Homeless che vivono in discariche quasi fatate, all'interno delle quali si sono costruiti delle case fatte di giocattoli rotti e, non lontani da loro, disoccupati che cercano amorevolmente di tirare su le proprie figlie tenendole lontane dalla droga. Non mancano eccentrici cantanti gotho che mettono in musica, in un parcheggio accanto a una pompa di benzina, tutto il loro disprezzo per la società consumistica, vestiti come se volessero emulare un ibrido fra i Kiss e Diamanda Galas. E neppure junkies che disquisiscono sulla qualità della droga, prostitute, registi pornografici amatoriali e piccoli delinquenti.
Navajazo, che letteralmente significa "colpo di rasoio" o "ferita che non si può rimarginare", si distacca però da quelli che sono i canoni del genere documentaristico perché propone le storie dei suoi protagonisti senza un filtro etico a livello audio-visivo, rendendo non solo le loro vite "molto umane" ma, nel contempo anche "disumane". Un paradosso percettivo e narrativo che si esprime maggiormente nelle scene di quella che potrebbe essere definita "gioia", dove cioè si balla e si canta, e dove questi personaggi, nonostante la realtà nella quale vivano, trovino il modo di esprimere qualcosa che sembra un briciolo di felicità o riescano a definire cosa è per loro l'amore e se ci credano o meno.
Una deformazione di un cinema vérité con macchina a mano sgraziata, crudele, con momenti di riflessione anche televisiva sul trash che sgorga da piccolo schermo e che non mancherà di farvi sentire addosso una sensazione di grottesca bizzarria.
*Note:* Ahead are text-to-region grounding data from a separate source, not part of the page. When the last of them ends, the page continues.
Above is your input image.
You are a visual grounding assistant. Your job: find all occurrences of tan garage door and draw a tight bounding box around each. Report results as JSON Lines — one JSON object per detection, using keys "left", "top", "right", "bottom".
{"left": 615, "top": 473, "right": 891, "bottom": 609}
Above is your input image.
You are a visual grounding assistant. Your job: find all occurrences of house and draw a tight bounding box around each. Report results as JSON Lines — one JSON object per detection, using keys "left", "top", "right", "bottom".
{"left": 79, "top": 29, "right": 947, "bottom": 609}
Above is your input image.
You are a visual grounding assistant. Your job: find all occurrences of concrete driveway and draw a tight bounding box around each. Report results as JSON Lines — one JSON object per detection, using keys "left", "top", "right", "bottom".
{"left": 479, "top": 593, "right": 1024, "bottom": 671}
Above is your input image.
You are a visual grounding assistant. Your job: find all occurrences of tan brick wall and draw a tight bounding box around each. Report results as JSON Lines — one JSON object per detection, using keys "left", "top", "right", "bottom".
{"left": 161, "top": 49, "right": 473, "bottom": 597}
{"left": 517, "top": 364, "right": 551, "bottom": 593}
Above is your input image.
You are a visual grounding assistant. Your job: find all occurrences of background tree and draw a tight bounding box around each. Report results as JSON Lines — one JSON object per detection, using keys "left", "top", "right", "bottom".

Il limite di Navajazo, come già accade per molti documentari, è nell'incapacità di queste - seppur perfette - opere di trovare una loro distribuzione e resistere per l'interesse degli spettatori più curiosi. Per il resto, Silva è meritevole del Leopardo d'Oro attribuitogli dal Festival di Locarno come regista del presente per aver saputo ricamare assieme, con uno stile raffinato nonostante l'asprezza delle immagini, esistenze povere, inquinate, che si limitano a sopravvivere negli opprimenti bassi del suburbio cittadino messicano.